People who refused to participate were hunted down and sometimes beaten up. "We suggested to the police that the government should instead make arrangements for volunteers to get involved and get paid either in cash or kind, but they would not hear of that, saying we were all responsible for the damage to the environment," Mukudu said.

"I do not disagree with the police that the environment has been badly damaged. In fact, we also had problems with these makorokoza because sometimes they invaded our fields and disturbed our farming activities. They also even went as far as digging up graveyards, but the point is that most of them came from other places," he added.

He had to take care of some of the homesteads after the fleeing villagers pleaded with him to do so.

Missed out on planting season

Margaret Chimboza, 43, a widow, recently returned to her home. "I am devastated by what the police did. I have never participated in illegal panning all my life since I could adequately cater for my family on the cotton that I produced on my plot." She "escaped" to a nearby farm, where she worked as a casual worker.

"It was therefore extremely unfair for the police to come and round all of us up and accuse us of damaging the environment. After all, even if it is true that there were people who were indiscriminately digging up the earth, the timing of the operation was wrong because it was the farming season and we had to abandon our fields."

Having missed out on planting season, Chimboza, who is also asthmatic, now has to raise funds to reconstruct her home and feed her two children, who have also been unable to return to school.

"It is a real drawback because my children have to spend the whole year doing nothing and can only resume next year, assuming there is no operation like that again," the frail woman said.

Legal miners affected

Many legal small-scale miners have also been left in a quandary after their operations were stopped by the police. Joseph Rukodzi owned three gold mining claims in the Ngezi district 20km west of Kadoma town, about 125km southwest of Harare, but when the operation started he was accused of mining illegally and forced to close them down.

Rukodzi was among more than 50,000 small-scale miners who were forced to abandon their livelihood after the police crackown last year, when the government alleged that the country was being prejudiced of large quantities of foreign currency, as illegal miners smuggled minerals out of the country.

"I was surprised that the police insisted that I should stop operating, even after I produced valid certificates that showed clearly that I was a registered miner and had been operating for five years," Rukodzi told IRIN. He had managed to build a house in Kadoma and intended to start a grocery store with the profits from his mining venture before the clampdown.

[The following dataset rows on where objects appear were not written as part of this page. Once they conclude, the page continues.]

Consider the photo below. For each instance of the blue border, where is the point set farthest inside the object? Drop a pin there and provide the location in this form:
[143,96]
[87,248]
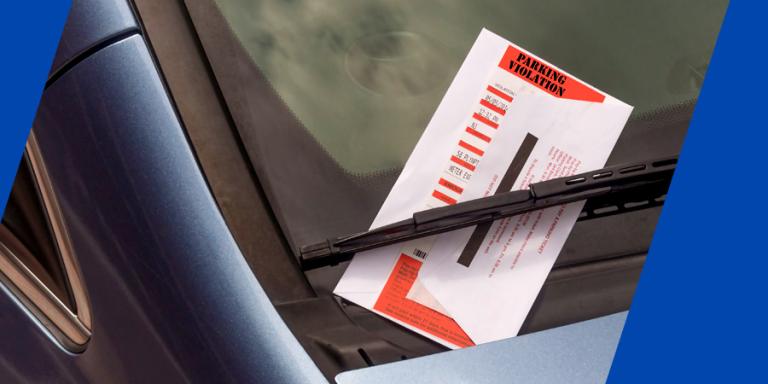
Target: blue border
[699,311]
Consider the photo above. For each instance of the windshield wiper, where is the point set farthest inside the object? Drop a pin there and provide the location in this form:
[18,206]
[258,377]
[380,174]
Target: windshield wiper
[618,188]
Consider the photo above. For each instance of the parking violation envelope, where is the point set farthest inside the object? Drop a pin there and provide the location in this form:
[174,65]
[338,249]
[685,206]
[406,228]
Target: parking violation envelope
[508,119]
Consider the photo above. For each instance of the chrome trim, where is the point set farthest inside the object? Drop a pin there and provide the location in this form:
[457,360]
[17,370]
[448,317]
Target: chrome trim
[71,328]
[61,237]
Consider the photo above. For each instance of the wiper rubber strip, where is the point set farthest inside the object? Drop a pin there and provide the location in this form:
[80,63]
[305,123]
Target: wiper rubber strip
[639,182]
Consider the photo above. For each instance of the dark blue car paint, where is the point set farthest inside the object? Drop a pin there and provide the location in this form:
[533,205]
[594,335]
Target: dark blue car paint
[172,298]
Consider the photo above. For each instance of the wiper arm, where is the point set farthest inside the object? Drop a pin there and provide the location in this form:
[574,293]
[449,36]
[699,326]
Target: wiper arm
[628,183]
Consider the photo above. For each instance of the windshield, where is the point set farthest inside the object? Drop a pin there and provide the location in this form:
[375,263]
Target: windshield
[330,97]
[364,77]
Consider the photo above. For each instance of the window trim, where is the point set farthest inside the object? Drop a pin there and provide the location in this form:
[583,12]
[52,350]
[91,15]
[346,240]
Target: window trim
[71,329]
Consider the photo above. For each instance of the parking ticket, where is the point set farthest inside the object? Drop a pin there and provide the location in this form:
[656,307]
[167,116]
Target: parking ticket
[508,119]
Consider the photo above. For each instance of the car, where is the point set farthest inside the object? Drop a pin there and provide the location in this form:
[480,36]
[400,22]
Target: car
[184,151]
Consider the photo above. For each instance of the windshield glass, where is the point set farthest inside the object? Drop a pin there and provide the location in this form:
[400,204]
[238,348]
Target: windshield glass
[330,97]
[365,76]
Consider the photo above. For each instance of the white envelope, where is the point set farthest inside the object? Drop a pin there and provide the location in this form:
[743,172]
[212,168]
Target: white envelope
[487,116]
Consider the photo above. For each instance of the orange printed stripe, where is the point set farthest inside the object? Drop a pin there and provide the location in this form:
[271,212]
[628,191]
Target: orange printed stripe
[462,163]
[471,148]
[445,198]
[479,135]
[484,120]
[451,186]
[495,108]
[499,93]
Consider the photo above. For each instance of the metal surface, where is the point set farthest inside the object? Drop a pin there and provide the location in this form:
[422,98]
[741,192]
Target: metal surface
[172,297]
[91,22]
[578,353]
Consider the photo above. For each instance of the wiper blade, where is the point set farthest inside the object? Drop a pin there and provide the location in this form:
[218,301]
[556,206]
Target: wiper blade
[628,183]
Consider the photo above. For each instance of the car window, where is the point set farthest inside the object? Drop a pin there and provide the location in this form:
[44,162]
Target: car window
[329,98]
[36,259]
[25,219]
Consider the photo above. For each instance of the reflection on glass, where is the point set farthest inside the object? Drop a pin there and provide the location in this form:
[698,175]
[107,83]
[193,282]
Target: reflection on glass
[364,77]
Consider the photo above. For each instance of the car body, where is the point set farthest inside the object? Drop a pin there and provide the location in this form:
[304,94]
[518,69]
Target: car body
[162,236]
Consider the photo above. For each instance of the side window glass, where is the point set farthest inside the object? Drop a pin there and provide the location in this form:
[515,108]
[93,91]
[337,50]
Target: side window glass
[36,260]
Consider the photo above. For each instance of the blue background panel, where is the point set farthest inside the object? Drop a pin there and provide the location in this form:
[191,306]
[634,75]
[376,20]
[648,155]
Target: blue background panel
[699,311]
[29,34]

He had made numerous visits to the police and even approached Home Affairs officials for the release of his confiscated equipment and certificates, but to no avail.

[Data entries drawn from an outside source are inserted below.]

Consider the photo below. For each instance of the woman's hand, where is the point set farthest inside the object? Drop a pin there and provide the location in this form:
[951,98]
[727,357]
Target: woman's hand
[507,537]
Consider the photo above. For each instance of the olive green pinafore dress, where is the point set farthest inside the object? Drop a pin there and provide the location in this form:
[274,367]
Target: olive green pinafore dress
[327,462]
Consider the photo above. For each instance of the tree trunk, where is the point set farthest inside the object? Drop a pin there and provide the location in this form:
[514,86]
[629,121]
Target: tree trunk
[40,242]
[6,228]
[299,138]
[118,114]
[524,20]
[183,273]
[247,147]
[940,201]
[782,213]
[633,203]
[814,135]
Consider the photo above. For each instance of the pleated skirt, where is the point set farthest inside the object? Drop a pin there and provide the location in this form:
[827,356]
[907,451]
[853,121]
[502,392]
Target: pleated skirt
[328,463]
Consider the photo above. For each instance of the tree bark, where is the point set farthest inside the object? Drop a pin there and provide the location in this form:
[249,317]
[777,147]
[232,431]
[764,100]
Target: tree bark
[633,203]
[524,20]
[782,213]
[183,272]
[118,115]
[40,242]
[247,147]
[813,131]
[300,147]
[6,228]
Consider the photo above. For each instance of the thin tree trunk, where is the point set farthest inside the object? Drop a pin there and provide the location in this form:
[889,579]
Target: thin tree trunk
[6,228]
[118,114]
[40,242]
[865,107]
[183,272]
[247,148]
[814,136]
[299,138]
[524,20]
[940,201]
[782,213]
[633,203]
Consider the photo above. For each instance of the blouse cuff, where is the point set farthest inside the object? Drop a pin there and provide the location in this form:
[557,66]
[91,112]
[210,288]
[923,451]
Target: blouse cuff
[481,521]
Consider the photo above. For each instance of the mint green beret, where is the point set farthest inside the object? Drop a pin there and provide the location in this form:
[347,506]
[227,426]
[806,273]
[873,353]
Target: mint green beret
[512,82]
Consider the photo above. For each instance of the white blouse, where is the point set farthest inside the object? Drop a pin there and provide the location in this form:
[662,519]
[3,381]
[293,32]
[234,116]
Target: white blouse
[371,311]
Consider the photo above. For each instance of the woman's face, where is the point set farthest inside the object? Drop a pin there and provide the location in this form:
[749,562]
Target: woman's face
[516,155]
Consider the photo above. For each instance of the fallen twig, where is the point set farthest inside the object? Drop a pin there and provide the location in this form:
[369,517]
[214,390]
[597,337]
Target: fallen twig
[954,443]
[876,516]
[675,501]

"Some of my friends have paid bribes to the police and are back in mining, but I don't see any reason why I should go to the extent of giving them a kickback when I am in this business legally. Besides, where will I get the money to pay them when I have not been generating money for five months?" he said.

Earlier this month, George Kawonza, president of the Zimbabwe Miners Federation, reported that only 100 small-scale miners had been allowed to resume mining. The crackdown on illegal miners was scaled down when some of the miners testified to a parliamentary committee that influential government officials were soliciting bribes from them and participating in illegal mining activities.

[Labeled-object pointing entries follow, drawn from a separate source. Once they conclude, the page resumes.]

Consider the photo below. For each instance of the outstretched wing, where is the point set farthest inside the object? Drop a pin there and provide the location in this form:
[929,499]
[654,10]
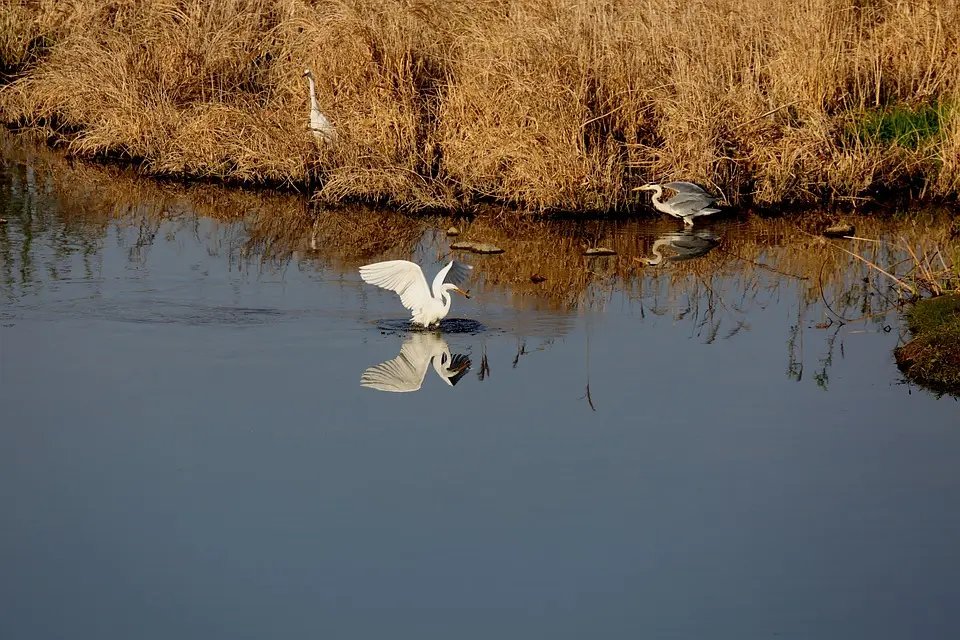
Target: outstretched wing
[459,273]
[402,276]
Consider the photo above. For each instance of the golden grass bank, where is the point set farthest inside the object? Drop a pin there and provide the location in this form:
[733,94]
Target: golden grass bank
[539,104]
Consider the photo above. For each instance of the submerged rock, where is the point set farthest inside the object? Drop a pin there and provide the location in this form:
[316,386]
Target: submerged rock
[839,230]
[476,247]
[599,251]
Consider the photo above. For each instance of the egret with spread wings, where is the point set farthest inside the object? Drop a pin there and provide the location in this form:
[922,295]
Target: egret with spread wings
[407,280]
[406,371]
[689,200]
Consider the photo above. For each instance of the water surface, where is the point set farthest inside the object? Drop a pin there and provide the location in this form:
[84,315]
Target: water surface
[695,450]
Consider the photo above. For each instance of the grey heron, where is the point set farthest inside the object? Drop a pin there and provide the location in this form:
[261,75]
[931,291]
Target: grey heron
[688,202]
[320,125]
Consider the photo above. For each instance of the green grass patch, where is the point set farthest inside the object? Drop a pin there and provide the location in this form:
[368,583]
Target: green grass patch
[900,124]
[932,357]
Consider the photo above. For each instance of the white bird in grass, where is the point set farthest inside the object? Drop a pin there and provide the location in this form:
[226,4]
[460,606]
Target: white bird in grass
[320,125]
[406,279]
[688,202]
[406,371]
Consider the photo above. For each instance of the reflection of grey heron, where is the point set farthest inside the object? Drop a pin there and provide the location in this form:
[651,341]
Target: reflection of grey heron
[321,127]
[407,280]
[687,245]
[688,202]
[407,370]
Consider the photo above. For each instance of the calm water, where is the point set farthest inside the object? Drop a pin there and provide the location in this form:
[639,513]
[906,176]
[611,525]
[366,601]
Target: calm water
[186,450]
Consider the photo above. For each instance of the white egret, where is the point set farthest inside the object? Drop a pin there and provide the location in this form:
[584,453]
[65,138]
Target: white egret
[686,244]
[406,371]
[406,279]
[320,125]
[688,202]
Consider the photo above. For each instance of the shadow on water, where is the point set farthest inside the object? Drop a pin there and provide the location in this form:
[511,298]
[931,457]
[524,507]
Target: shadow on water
[446,325]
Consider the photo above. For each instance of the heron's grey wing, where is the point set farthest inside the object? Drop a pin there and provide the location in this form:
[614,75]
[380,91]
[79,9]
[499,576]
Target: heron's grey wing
[689,196]
[691,201]
[459,274]
[686,188]
[403,373]
[403,277]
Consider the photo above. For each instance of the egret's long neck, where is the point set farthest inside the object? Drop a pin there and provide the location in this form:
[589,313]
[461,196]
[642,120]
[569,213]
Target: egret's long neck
[657,252]
[657,191]
[313,94]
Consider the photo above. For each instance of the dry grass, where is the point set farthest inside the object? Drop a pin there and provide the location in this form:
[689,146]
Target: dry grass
[543,104]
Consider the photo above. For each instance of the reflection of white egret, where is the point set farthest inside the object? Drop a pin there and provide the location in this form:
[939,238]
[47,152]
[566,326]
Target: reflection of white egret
[407,370]
[686,244]
[320,125]
[688,202]
[406,279]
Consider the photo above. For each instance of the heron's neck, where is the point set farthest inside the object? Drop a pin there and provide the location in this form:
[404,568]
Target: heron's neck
[657,192]
[313,94]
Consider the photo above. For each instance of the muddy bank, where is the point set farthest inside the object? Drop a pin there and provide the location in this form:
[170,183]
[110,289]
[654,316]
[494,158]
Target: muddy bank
[536,104]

Innocent Makwiramiti, an economist and former chief executive officer of the Zimbabwe National Chamber of Commerce (ZNCC), said the government had "gone overboard" in carrying out the operation.

"It was legitimate to put a stop to illegal panning, but the methods that the police used were extremely wrong: they have left a trail of suffering through the indiscriminate closure of mines and disruption of farming activities, worse still now that the country has been hit by another drought," Makwiramiti told IRIN.

"But it is vital to also consider why illegal mining is so rampant in the country," he said. "Something should be done to fix the economy."